So two years and change ago I had a bit of what insurers call a Life Change Event. It happens to the best of us. (And sometimes the worst.) It was hard to understand at the time, but the fact of this, that it happened to me, is utterly irrelevant to pretty nearly 100% of the 7.4 billion people on this planet. Coincidentally, I was called for jury duty immediately following this event, and ended up being a juror. An alternate juror, to be honest, but this was a criminal trial, a good old-fashioned rape/sexual assault trial in Kings County. It was the kind of case where the alternates were not released at the start of deliberations, so there was all this fascinating shit happening—with the trial, the culture of the courthouse, my fellow jurors, and not to mention that I was pretty fucking low for the entirety of it, thanks to the Life Change Event.

And I had a pretty good relationship with an editor of a website at the time, and partly on a whim and partly just to, talk about myself, I shot an email saying something like, "Hey, how many pitches a month do you get that are all like, I'm on jury duty and learning weird things about myself, etc.? Ha ha." And keep in mind that back then, the heady days of 2013, the "learning something about yourself" thing was not yet a punchline in online publishing. (Nor was, "Here's what happened next." We were innocent then, and young.) And I was expecting a response that was more or less, "Yeah, ha ha." Which it was.

In retrospect, the whim was that the editor would respond more along the lines of, "Well hey that sounds like an awesome thing and why aren't you typing instead of reading this?" I share with my generation a general pro-circumspection stance, but part of me did it so that I would have the excuse to talk about myself, so that I could say that it was not my idea, someone else's fault. I wanted to be that person who assumes that the person's personal troubles are somehow news, I wanted all the faves and the shares, and I certainly wanted a bunch of sympathy leavened with compliments. I wanted to confuse the reasons why one writes things for other people to read with how one feeds and waters a bunch of people to make them like you and want to be your friend.

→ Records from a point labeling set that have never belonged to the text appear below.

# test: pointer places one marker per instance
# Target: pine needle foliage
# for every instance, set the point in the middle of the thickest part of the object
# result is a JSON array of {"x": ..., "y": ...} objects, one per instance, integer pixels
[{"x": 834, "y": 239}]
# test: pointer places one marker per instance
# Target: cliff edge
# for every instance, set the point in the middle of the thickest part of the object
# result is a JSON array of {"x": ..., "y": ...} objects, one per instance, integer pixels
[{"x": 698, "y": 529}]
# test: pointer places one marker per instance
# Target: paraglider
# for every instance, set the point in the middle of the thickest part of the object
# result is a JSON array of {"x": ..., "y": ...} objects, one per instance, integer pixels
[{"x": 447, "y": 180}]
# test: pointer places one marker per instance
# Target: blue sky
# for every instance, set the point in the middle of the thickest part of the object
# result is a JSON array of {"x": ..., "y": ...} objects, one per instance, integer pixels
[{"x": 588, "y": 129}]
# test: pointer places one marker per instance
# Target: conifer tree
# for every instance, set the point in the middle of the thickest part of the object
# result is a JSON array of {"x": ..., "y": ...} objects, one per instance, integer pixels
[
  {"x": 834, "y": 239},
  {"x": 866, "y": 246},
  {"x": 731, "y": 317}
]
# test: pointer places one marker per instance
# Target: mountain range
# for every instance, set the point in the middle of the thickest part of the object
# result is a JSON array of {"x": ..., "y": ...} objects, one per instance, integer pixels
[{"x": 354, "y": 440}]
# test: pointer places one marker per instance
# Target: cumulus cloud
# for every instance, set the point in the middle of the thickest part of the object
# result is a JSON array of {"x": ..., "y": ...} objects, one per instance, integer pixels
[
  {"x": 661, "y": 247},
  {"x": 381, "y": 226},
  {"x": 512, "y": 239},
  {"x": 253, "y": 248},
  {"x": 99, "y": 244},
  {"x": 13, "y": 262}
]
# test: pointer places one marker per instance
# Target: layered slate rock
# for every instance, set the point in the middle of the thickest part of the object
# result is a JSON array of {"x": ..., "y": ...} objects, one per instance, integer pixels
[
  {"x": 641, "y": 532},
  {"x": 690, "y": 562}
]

Ultimately I'm lucky that the editor is smarter than I am, that they most likely saw right through me, patted me on my head and sent me on my way. I'm lucky because however tempting it is to be Mr Can't You See Me Suffer (long story, happy to tell it), it's just not a good look. And those who have gone before us and achieved moderate to better-than-moderate fame having done so have never been able to escape the gimmick. This one will always be I Slept Around A Lot and that one I Did A Lot Of Drugs, and there's I Learned How To Pick Up Girls over in the corner, with his grandfather I Learned How To Pick Up Girls Before You Were Born.

All of this is to say, gently, that the places that the essay as a form are going, and I don't want to name names or point fingers because it is the trend that I am uncomfortable with and not the writers themselves (in most part), is not a useful place. Fifteen years ago we were all wringing our hands of the concept of Living In Public, of whether we should embrace the sudden loss in privacy that technological advances brought with them, and seemingly this has somehow transmogrified into Let Me Tell You About Myself. Popular websites traffic in this, and some editors are now pumping writers for dark secrets to be shared to a reading audience imagined thirsty. Even the NY Times is pinning its hopes for the future on a subsection that writes news stories in the first person (when it's not trying to explain you to death). It's getting very cringeworthy out there.

And I should say that yes, Jaya Saxena did write about being an alternate juror a couple years ago and it's a fun and smart piece, the kind of piece that is supposed to be the exception and not the rule. It's a bit of observing the world around her and not inserting herself into the story. And in reading it we understand a bit more about that slice of the world Saxena was inhabiting, and not so more a bit more about Saxena.